Looker StudioでECレポートを自動化する|毎月のコピペ集計から卒業
「すみません、先月のレポートってまだですか?」——月初、そう声をかけられて、心のなかで小さくため息をついたことはないでしょうか。GA4を開いて数字を写し、広告の管理画面を開いてまた写し、表計算ソフトに貼り付けて、グラフを整えて……。気づけば午前中がまるごと消えている。
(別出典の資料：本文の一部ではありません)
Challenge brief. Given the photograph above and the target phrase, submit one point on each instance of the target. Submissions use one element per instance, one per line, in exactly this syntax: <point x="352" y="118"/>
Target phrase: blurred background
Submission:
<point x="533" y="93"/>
しかも、翌月にはまた同じ作業がやってくる。
この「毎月の手集計」、実はそのほとんどを自動にできます。使うのは、Googleが無料で提供しているLooker Studio(ルッカースタジオ/旧・Googleデータポータル)というレポート作成ツール。一度つくってしまえば、あとは開くたびに最新の数字へひとりでに更新される「生きたレポート」が手に入ります。今日は、はじめての1枚を、いちばんシンプルな形で組み立てていきましょう。
結論:ECのレポート作成は、Looker Studio(Googleの無料レポート作成ツール)でほぼ自動化できます。やることは3つだけ——①GA4(Googleの無料アクセス解析)などのデータ元をつなぐ → ②見たい数字(売上・訪問者数・CVRなど)をグラフやスコアカードで置く → ③日付の範囲を指定する。一度つくれば、翌月からは開くだけで最新の数字に更新され、URLを共有すれば上司や外注先もいつでも同じ画面を見られます。まずは「売上・訪問者数・CVR(買われた割合)」の3つを載せた1枚から始めれば十分です。手集計の半日を、丸ごと取り戻せます。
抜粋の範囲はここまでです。